Topological Sort

Overview

The Topological Sort algorithm produces an ordering of nodes in a directed acyclic graph (DAG) such that for every edge, the source node appears before the target node. It uses Kahn's algorithm, processing nodes level by level from source nodes (in-degree 0).

Topological sorting is widely used for dependency resolution, task scheduling, and build ordering.

Concepts

Directed Acyclic Graph (DAG)

A directed acyclic graph (DAG) is a directed graph with no directed cycles. That is, it is not possible to start at any node v and follow a directed path to return back to v.

As shown here, the first and second graphs are DAGs, while the third graph contains a directed cycle (B→C→D→B) and therefore does not qualify as a DAG.

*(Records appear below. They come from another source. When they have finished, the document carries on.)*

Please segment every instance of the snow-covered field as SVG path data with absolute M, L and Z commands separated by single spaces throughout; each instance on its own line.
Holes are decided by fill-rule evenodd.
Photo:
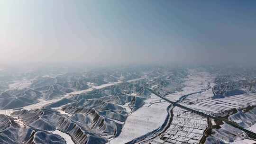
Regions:
M 14 81 L 15 82 L 9 85 L 9 90 L 22 90 L 29 88 L 33 80 L 23 80 Z
M 165 96 L 166 98 L 176 101 L 183 95 L 208 88 L 208 81 L 213 81 L 213 78 L 208 73 L 192 70 L 190 72 L 192 74 L 188 76 L 183 83 L 184 85 L 182 89 L 183 91 L 168 95 Z M 121 134 L 110 140 L 110 144 L 125 144 L 157 129 L 163 124 L 168 114 L 166 109 L 170 104 L 155 95 L 151 96 L 150 99 L 145 100 L 146 104 L 128 117 Z M 204 125 L 207 125 L 204 119 Z M 202 133 L 201 135 L 202 135 L 203 132 L 203 131 L 200 131 L 200 134 Z M 198 132 L 195 132 L 197 133 Z
M 160 102 L 155 95 L 145 100 L 145 104 L 128 117 L 121 134 L 109 144 L 125 144 L 157 129 L 164 123 L 170 104 Z
M 60 136 L 63 137 L 63 138 L 64 138 L 64 139 L 66 141 L 67 144 L 74 144 L 74 142 L 73 142 L 73 141 L 71 139 L 71 137 L 68 135 L 67 134 L 62 132 L 58 130 L 55 130 L 53 132 L 53 133 L 59 135 Z
M 256 124 L 252 125 L 248 129 L 251 130 L 252 132 L 256 133 Z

A directed graph is a DAG if and only if it can be topologically sorted.

Topological Sort

Every DAG has at least one topological sorting. In the above examples, the first graph has 3 possible sortings:

A, E, B, D, C
A, B, E, D, C
A, B, D, E, C

A DAG has a unique topological sorting if and only if it has a directed path containing all the nodes, in which case the sorting is the same as the order in which the nodes appear in the path.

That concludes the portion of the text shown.